La scuola cattolica la conosco bene. Sono ricordi di mezzo secolo fa, ma ancora vividi. Ricordi che fanno riaffiorare emozioni antiche di rabbia, frustrazione, paura, desiderio di vendetta, tutta roba che alla fine non può che sfociare nella violenza.
Sono entrato nel più rinomato collegio cattolico milanese a 16 anni, fortunatamente da esterno, perché ero stato bocciato in quarta ginnasio pubblica. Mio padre riteneva che l’ambiente sessantottino a cui mi ero immediatamente iscritto (con la chitarra sempre al collo) avrebbe potuto corrompermi definitivamente (a margine: anche il miglior padre del mondo, com’era il mio, ogni tanto fa una cappellata) e decise di piazzarmi tra i preti.
Ci volle poco a capire che ogni angolo del prestigioso collegio puzzava di prevaricazione, discriminazione, molestia e che mi conveniva imparare in fretta a difendermi. Mi iscrissi a una palestra di karate, dopo pochi mesi cominciai a fare gare e soprattutto a scazzottarmi nelle strade e nei quartieri malfamati, per provare la realtà. Presi un sacco di botte, mi procurai infiniti lividi e occhi neri, ma imparai a difendermi.
L’abitudine alla rissa mi venne buona due volte. Una fu con il rettore (pedofilo, poco dopo allontanato) a cui levai la voglia di provarci con me e con gli altri. Un’altra fu con un bullo dell’ultimo anno, figlio di latifondisti della bassa padana, Rolex Daytona d’oro massiccio per i sedici anni, Alpine Renault A310 per i 18, alto e sovrappeso. Lo chiamavamo “il multicolore” per come si vestiva e il suo principale divertimento era sbattere i più piccoli contro il muretto di santa Maria delle Grazie con una spallata, farli cadere e picchiarli a colpi di cartella. Quando si trovò a terra in un lago di sangue che sgorgava a fontana dal naso rotto decise di piantarla.
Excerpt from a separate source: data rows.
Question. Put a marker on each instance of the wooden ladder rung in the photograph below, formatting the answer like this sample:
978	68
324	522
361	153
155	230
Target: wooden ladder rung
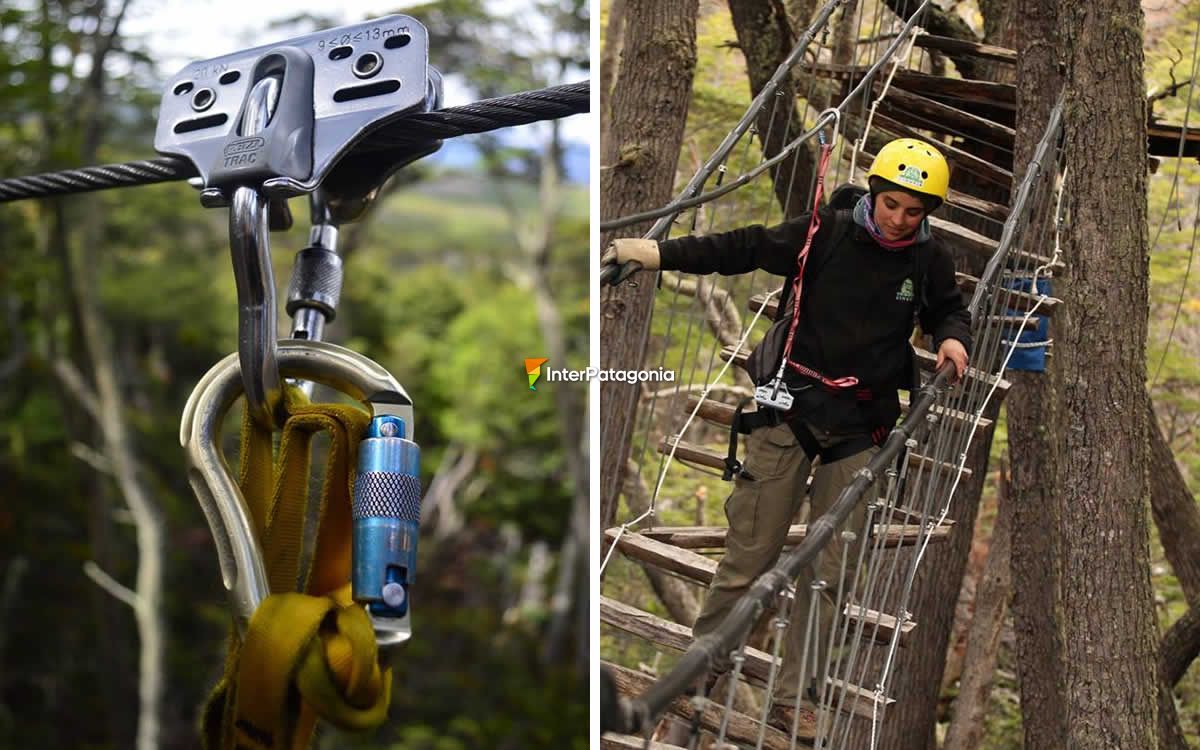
713	537
925	360
672	558
689	453
859	701
628	742
741	729
1021	301
720	413
879	625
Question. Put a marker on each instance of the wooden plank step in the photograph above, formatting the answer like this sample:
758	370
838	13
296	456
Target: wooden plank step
1023	301
755	670
673	558
925	360
984	246
907	515
976	49
989	93
719	413
628	742
859	701
984	423
936	117
691	453
741	727
887	624
713	537
756	667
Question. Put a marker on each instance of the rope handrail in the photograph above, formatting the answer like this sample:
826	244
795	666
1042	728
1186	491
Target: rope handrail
481	117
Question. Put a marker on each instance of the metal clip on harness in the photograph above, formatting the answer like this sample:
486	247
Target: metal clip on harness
239	550
261	126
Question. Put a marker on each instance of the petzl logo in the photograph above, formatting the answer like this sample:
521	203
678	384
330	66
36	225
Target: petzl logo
533	369
244	145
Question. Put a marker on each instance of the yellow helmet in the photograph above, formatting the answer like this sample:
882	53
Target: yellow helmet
915	166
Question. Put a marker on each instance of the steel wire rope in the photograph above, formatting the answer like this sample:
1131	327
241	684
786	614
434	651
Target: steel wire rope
481	117
684	203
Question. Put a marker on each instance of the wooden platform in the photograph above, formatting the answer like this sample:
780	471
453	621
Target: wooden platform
689	453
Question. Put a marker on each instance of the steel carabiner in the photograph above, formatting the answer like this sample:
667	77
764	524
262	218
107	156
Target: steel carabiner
239	550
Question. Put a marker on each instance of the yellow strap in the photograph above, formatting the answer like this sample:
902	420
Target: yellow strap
304	655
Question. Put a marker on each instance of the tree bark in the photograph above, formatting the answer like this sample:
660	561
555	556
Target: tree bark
1032	444
1175	510
1098	373
637	172
766	37
610	53
983	641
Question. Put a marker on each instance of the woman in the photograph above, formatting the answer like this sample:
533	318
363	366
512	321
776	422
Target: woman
839	352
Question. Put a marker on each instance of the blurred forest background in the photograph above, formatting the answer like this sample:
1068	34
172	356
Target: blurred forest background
720	95
115	304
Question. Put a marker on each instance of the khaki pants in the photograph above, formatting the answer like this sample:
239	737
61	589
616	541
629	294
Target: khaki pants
759	514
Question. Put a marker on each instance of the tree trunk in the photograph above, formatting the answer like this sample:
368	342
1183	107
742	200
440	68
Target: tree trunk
1032	444
766	37
610	53
639	163
1175	510
1099	373
983	641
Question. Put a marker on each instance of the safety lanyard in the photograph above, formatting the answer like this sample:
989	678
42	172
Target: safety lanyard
798	282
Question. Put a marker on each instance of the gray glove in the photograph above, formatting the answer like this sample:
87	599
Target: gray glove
628	249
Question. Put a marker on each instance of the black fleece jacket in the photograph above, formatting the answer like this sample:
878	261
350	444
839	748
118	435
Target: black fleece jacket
857	310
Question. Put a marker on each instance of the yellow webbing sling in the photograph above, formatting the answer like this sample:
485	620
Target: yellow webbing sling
304	655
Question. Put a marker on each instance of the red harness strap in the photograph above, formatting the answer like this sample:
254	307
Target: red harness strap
798	283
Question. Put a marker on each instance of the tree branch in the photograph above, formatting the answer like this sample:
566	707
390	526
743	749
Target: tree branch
107	582
69	375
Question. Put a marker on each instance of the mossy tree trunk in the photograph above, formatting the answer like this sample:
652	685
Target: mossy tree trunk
647	112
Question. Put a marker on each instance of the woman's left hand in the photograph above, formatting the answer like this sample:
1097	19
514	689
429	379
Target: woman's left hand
952	349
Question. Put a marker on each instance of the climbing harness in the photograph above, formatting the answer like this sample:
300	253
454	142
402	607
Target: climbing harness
774	397
312	628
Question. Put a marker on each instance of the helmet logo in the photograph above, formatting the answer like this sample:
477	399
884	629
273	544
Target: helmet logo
911	175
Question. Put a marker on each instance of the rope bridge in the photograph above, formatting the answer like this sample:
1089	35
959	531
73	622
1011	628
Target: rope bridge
939	448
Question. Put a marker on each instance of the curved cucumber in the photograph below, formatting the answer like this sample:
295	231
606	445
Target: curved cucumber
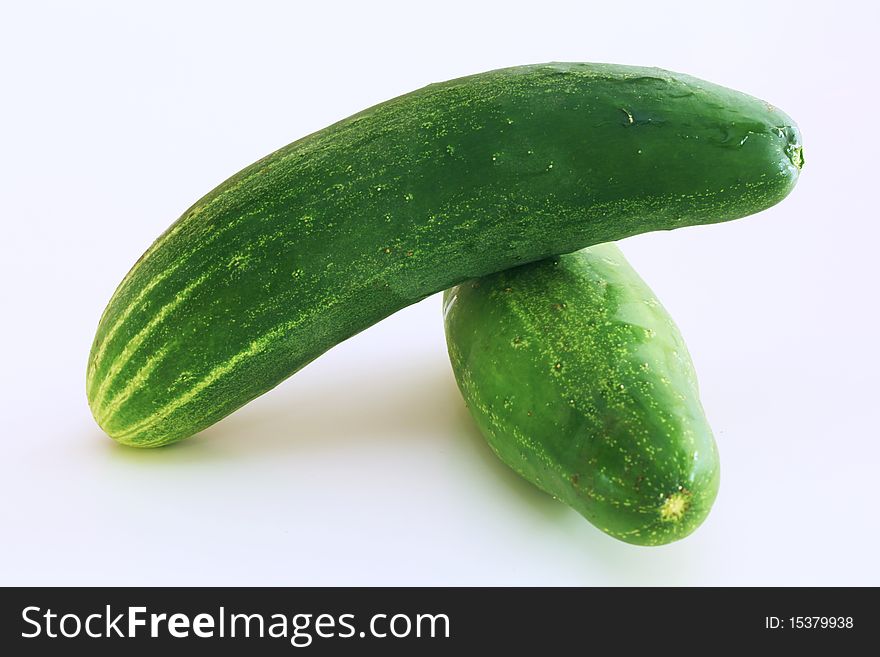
330	234
580	382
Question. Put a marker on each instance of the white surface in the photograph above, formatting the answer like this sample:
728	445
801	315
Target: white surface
365	468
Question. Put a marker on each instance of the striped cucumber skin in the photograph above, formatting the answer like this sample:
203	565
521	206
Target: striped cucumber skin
581	382
334	232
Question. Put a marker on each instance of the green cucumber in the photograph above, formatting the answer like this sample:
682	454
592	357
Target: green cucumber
580	381
336	231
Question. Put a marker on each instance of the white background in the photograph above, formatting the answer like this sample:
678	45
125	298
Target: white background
365	468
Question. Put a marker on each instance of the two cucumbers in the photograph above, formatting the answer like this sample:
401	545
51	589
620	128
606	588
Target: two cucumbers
456	181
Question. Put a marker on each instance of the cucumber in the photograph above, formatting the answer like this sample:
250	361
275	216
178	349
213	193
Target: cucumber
336	231
580	381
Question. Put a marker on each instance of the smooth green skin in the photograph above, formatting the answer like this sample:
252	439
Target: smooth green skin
580	381
338	230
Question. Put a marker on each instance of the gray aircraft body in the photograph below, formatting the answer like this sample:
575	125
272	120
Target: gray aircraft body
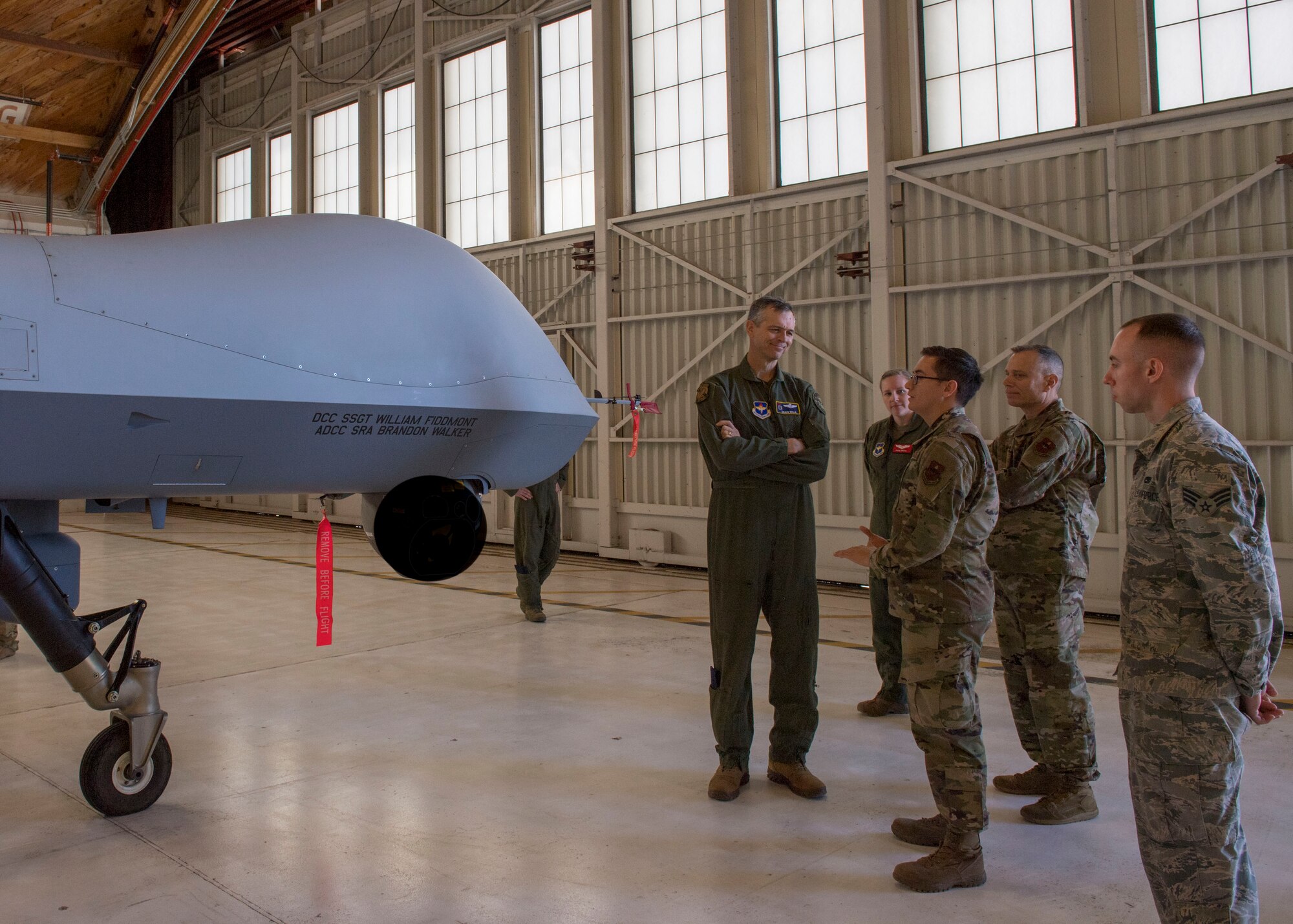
316	354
Col successivo rettore (non pedofilo, ma stronzo) non ebbi bisogno di menare menare, oltre che stronzo era viscido e pavido: la minaccia in privato fu sufficiente, anche perché mi ero fatto la fama di quello che quando si ribellava ci dava dentro (i preti erano perfettamente consapevoli di quanto accadeva, il “bullo” a cui avevo rotto il naso era uno dei loro protetti e sapevano che ero stato io a fargli calare le arie).
Furono cinque anni di guerrilla e per questo fui punito: alla maturità il membro interno venne a suggerirmi un errore nella versione di greco, poi venni bullizzato verbalmente anche all’orale, nonostante fossi preparato decentemente. Fui promosso (non ne potevano più di tenermi lì), ma con la sufficienza minima, per pura ripicca, alla faccia dei soldi che mio padre aveva versato in quegli anni nelle casse del collegio per farmi educare.
La scuola cattolica mi iniettò la violenza e ancora oggi, di tanto in tanto, mi viene l’impulso di prendere per il bavero il banale pirla che prova a investirmi sulle strisce e cambiargli i connotati. La tensione a cui devo resistere, fortissima, viene da quegli anni e da quei preti disgraziati. È un’eredità che mi porto dentro e devo combattere per non rischiare di cedere alla barbarie.
Per questo non andrò a vedere il film “La scuola cattolica“: in qualche modo ne sono stato protagonista.